3. AI Collapses Time in a Crisis

“What does that mean? In the old days, when you’ve had a crisis, a reputational crisis, you had time on your side,” Wilson says. “I expect you had a media consultant or a crisis consultant who would say to you, sit put, sit tight, do nothing. And you’d wait, and you’d wait.”

Then you’d consult your social and legal playbooks and finally decide how to move forward.

“Nowadays, that time is gone,” he says. “You can’t sit around and have a meeting, because by that time, something else has already happened.”

And misinformation and disinformation can spread like wildfire in the age of AI.

4. AI Lowers the Cost and the Practical Consequences of Disinformation

Wilson shared the story of someone who created a fake company with fake products and a fake website to see if he could trick ChatGPT and other large language models. He then wrote reviews about his products in three well-known blogs. He put reviews up there, saying what great products they were.

He then created an FAQ section on the same fake website that specifically said the company was fake, the reviews not true, etc.

But because ChatGPT is geared up to look for earned answers, it continued to generate answers to questions about the fake company that were based on the initial lies.

“That means ... that these large language models continue to get it wrong,” Wilson says.

Why? Because earned “content” has more weight than what you say about your own business, he says.

“Five to 10 years ago, disinformation could only be done at government level or very, very high level, because it cost a lot of money,” he says. “Nowadays, I could do it at home. You could do it at home. You could take down a business, almost on your own at home, because disinformation is that easy to do.

“Disinformation is a real problem, and it’s not just on a government-, foreign-acting level now,” Wilson continues. “It’s really at an individual level.”

Disinformation isn’t just done casually in a vacuum; it’s done where there’s an emotional appeal attached to it.

5. Disinformation That Pulls at the Heartstrings

When there’s an emotional appeal, Wilson says, that makes the disinformation stick.

6. AI Doesn’t Care; It Just Pretends to

“AI is an algorithm. It’s a predictive algorithm. It’s a series of words in a known order,” Wilson says. “Actually, it doesn’t care. It just tells you what it thinks you want to hear. Because every time it learns from what you ask it, and it thinks, ‘Oh, that person is easy. They liked it. That means I’m doing the right thing.’ It doesn’t care; it’s just built to succeed.”

5 Things We Can Do About it Now

Wilson recommends taking the following actions today.

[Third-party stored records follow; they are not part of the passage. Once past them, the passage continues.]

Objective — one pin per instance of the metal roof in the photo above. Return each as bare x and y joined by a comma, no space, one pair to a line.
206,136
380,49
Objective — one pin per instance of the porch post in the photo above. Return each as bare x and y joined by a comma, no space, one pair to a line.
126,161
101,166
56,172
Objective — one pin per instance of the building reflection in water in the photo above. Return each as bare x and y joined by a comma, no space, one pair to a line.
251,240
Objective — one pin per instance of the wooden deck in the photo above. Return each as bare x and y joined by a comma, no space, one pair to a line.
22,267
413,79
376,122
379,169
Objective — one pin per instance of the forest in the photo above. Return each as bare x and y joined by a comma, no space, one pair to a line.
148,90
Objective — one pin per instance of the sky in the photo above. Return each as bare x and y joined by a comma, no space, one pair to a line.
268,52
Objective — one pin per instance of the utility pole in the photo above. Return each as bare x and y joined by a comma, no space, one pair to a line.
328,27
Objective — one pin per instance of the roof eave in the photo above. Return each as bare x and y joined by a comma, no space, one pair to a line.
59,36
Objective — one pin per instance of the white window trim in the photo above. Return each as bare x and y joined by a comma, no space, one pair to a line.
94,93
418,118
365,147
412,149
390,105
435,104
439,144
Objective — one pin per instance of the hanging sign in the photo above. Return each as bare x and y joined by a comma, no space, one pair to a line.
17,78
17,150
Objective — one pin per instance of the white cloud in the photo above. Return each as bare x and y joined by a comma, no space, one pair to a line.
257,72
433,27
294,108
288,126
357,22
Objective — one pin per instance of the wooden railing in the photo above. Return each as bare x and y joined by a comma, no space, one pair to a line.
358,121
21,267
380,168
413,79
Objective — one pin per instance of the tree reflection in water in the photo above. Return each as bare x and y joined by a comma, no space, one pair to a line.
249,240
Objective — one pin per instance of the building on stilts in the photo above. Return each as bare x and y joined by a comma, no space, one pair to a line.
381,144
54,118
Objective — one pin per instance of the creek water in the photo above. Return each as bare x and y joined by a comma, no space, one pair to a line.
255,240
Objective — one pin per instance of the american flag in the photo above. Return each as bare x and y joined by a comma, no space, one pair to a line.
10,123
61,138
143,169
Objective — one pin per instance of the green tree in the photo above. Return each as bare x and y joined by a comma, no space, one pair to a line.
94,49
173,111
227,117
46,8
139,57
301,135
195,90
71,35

1. Stress Test Your Reputation

Find out what large language models think about you. Put your brand or business into any of those large language models, and it will have an opinion of you. Either you as an individual or your business or both.

Find out what large language models say about you, because you may have a problem without realizing it.

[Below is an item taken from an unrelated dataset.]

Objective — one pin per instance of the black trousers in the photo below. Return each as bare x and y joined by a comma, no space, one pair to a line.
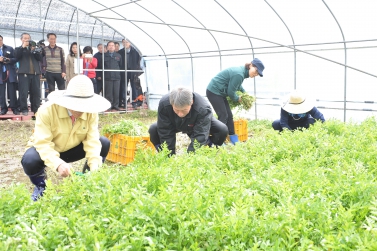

2. Decide What You Want to Do About That

You will have a reputation, and now you need to decide how much data you want to put in the system. We want to have a balance of negative and positive in the system. To give these systems a bit of credit, they will always look for balance. They will look for the bad and the good — the contrary views.

3. Put Yourself Out There

Speak in public more often. Stand on a stage and speak in public. Get on your LinkedIn channels. Do videos. Be active. Be proactive.

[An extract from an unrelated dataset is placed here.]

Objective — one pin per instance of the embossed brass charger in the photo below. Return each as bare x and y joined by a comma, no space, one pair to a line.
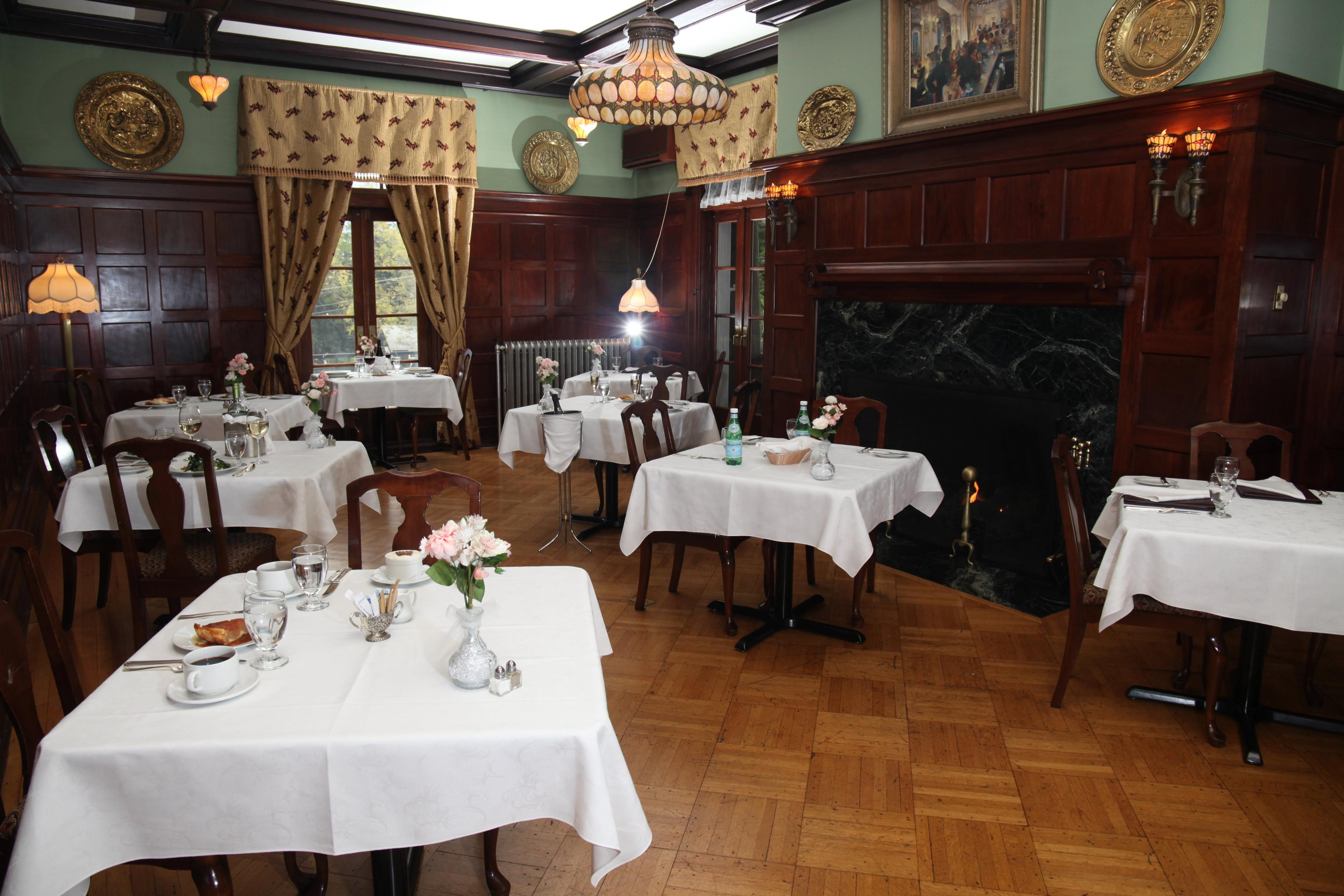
550,162
128,121
827,117
1148,46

“You as individuals, and your C-suite, your leadership, are very difficult to impersonate,” Wilson says. “If you don’t speak often, then any one of you can be personated.”

4. Have a Crisis Plan

Use AI to build an automated playbook that you can operate within an instant of the crisis going on, Wilson says. You could use AI to create 50 responses to possible crises. You also can use AI to monitor your brand, the media message of your brand and the social message of your brand or business. You should be doing that already. The more you listen to now, the more prepared you are.

5. Have an AI Governance Policy

Prepare an AI governance policy for every employee in your operation who uses AI.